Mitochondria were isolated from mouse brain using the Mitochondria Isolation Kit for Tissue (Abcam). Fractionation of mitochondria from undifferentiated SH-SY5Y cells was performed as described previously (Nishimura et al., 2014).

Western blotting was performed as described previously (Eaton et al., 2013), using antibodies in Table S3.

Mitochondrial respiration assays were performed on purified synaptosomes, isolated from mouse forebrain using discontinuous Percoll gradients prepared in isolation medium, as previously described (Choi et al., 2009).

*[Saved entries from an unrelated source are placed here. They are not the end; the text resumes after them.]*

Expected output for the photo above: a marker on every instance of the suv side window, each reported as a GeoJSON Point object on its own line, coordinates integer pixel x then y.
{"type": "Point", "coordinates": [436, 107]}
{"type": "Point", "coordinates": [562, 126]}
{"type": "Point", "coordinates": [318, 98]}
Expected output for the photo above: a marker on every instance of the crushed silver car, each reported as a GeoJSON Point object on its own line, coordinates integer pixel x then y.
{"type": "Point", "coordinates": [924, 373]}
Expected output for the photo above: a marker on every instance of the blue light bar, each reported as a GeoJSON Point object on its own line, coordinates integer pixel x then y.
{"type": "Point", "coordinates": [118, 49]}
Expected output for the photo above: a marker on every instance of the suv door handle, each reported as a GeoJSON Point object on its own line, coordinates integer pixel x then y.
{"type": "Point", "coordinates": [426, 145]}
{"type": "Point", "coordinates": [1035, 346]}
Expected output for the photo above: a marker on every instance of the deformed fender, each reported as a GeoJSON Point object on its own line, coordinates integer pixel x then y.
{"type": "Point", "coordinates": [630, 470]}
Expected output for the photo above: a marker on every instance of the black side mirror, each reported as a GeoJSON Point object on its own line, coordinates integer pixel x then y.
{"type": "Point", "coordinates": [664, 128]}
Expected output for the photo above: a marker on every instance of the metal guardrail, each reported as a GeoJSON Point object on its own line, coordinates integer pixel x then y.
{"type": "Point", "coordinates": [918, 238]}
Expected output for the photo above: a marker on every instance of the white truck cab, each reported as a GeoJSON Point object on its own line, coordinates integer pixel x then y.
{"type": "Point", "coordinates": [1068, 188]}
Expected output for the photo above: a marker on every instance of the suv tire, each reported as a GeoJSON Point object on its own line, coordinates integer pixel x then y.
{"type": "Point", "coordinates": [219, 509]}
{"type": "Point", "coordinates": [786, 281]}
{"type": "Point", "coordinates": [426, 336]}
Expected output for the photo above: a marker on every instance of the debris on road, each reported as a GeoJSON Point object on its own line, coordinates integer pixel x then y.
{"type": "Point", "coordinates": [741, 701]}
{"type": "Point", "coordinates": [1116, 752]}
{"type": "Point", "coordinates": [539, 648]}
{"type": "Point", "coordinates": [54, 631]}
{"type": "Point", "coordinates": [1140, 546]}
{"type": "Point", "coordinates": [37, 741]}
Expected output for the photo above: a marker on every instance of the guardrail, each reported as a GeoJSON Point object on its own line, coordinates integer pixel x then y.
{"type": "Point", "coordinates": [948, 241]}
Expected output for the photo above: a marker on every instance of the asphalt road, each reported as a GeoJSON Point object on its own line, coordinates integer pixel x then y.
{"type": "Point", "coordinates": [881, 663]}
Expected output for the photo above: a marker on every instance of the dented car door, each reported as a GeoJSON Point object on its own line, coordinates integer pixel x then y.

Synaptosomes (10 μg protein/well, ≥5 technical replicas per sample) were loaded into wells of XF^e24 V7 (Seahorse Biosciences) uncoated plates. The plate was centrifuged at 2000 g for 20 min at 4°C, and 500 μl of incubation medium was added to each well prior to entry into the XF^e24 Seahorse Analyzer (Seahorse Biosciences). Oxygen consumption rates (OCR) were measured in groups of two cycles of 1 min wait, 1 min mix, 3 min measurements, with an injection between each 2 cycles. Each well was sequentially exposed to 4 μg/ml oligomycin to stop ATPsynthase activity, 4 μM FCCP to dissipate mitochondrial membrane potential and potentiate maximum oxidative phosphorylation activity, and 4 μg/ml antimycin A to inhibit complex IV and completely stop mitochondria oxidative phosphorylation. OCR values for each injection step were calculated as the mean of the measurements of two cycles per injection step and used to determine the following parameters: basal respiration (basal mitochondrial respiration before addition of any compound); ATP-linked respiration (basal minus oligomycin-induced rate, respiration rates associated with the production of ATP by the ATP synthase); maximum capacity (FCCP-induced minus antimycin-A-induced rate, maximum respiratory capacity achieved by the activity of complex I–IV); and spare capacity (FCCP-induced minus basal rate, mitochondria capacity above basal levels that can be recruited in situations of high energetic demand).

Enzymatic assays were performed using the Complex I and IV Enzyme Activity Microplate Assay kits (Abcam) according to the manufacturer's instructions.

Quantitative data was collected using Microsoft Excel. Statistics for pathway analysis and gene ontology enrichments were calculated by their respective software, using the right-tailed Fisher's exact test. All other statistics were performed using GraphPad Prism^® (detailed in the results section or figure legends). Statistical significance was considered to be P<0.05.